ごあいさつ

チーム医療で「安心」と「最先端」を両立させています

  • 整形外科学講座
    教授 丸毛 啓史平成18年4月就任

    最近の国民生活基礎調査では、介護が必要になった理由の25%以上が整形外科医が扱う骨・関節疾患・外傷(含、脊髄損傷など)に起因します。超高齢社会が進行する中で、整形外科医の社会的ニーズはますます高まっています。

    丸毛 啓史教授

大正11年(1922年)開講の歴史と信頼

東京慈恵会医科大学整形外科学講座は、大正11年(1922年)に我が国で5番目、私学では最初に誕生した歴史のある臨床講座です。本学の「病気を診ずして 病人を診よ」という建学の精神と伝統を重視し、「優れた知識と技術」と「医の心」をあわせ持った医師を育てることを目標にしています。

「病気を診ずして 病人を診よ」

新生児から高齢者までのあらゆる年齢層の整形外科疾患を扱い、各種の専門外来を設け、それぞれの臨床分野の責任者の指導の下に、きめの細かい診療を行っています。
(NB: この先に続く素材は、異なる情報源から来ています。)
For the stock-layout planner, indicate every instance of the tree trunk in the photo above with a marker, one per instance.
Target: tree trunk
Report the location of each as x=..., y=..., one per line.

そして、患者さんの気持ちを大切に、「医師」と「看護師を中心としたコメディカルスタッフ」によるコミュニケーションを密にしたチーム医療を実践しています。診察から手術、術後の管理、精神的ケア、リハビリテーションに至るまで、患者さんが安心して治療に臨むことができるように、専門の担当スタッフが高レベルの診療を行うだけではなく、専門家集団が1人の患者さんをケアするという診療体制を構築しています。また、大学附属病院に求められる最先端医療を提供できるよう、医師の海外留学、研究活動にも積極的に取組んでいます。
こうした臨床面を支えるのは基礎研究です。コラーゲン研究ではトップレベルの実績を持つ当講座では、研究分野の強みを伸ばし、基礎的研究に加えて、研究成果を臨床に活かすことを重視した、いわゆるtranslational researchを積極的に推進し、臨床と基礎の2つの分野が両輪で支え合う、バランスのいい医療を実践しています。
講座・診療部の運営では、良き伝統を守り発展させつつ、古いと言われる体制は見直し、意志決定のプロセスを明確にして情報を開示・共有しています。決定した方針については、リスク管理の観点からも、全員に周知し、確実に履行できるようにしています。

後期研修(専門修得コース)を
目指すみなさんへ

  • 名医より良医を

    整形外科では、「名医より良医を」という考えのもと、「優れた知識と技術」と「医の心」をあわせ持つ医師を育てることを目標にしています。

長期的、計画的な指導を推進

そのため、後期研修においては教育プログラムを明確化し、長期的、計画的な指導を推進しています。整形外科専門医取得までは各臨床分野をローテーションし、医療の質を維持しながらもレジデントに多くのチャンスを与え、能力を最大限に発揮できる環境を整えています。専門医取得後は個人の専門分野を深めながら、個々の希望に即した進路指導を行います。
意地悪な指導者はいません。レジデントも一人前の医師として尊重するからこそ、安心して知識、技術を習得してほしい。その考えが浸透している当講座では、レジデントの指導に情熱を持って取組んでいます。より多くのレジデントがここで学び、ともに「良医」に育っていくことを期待しています。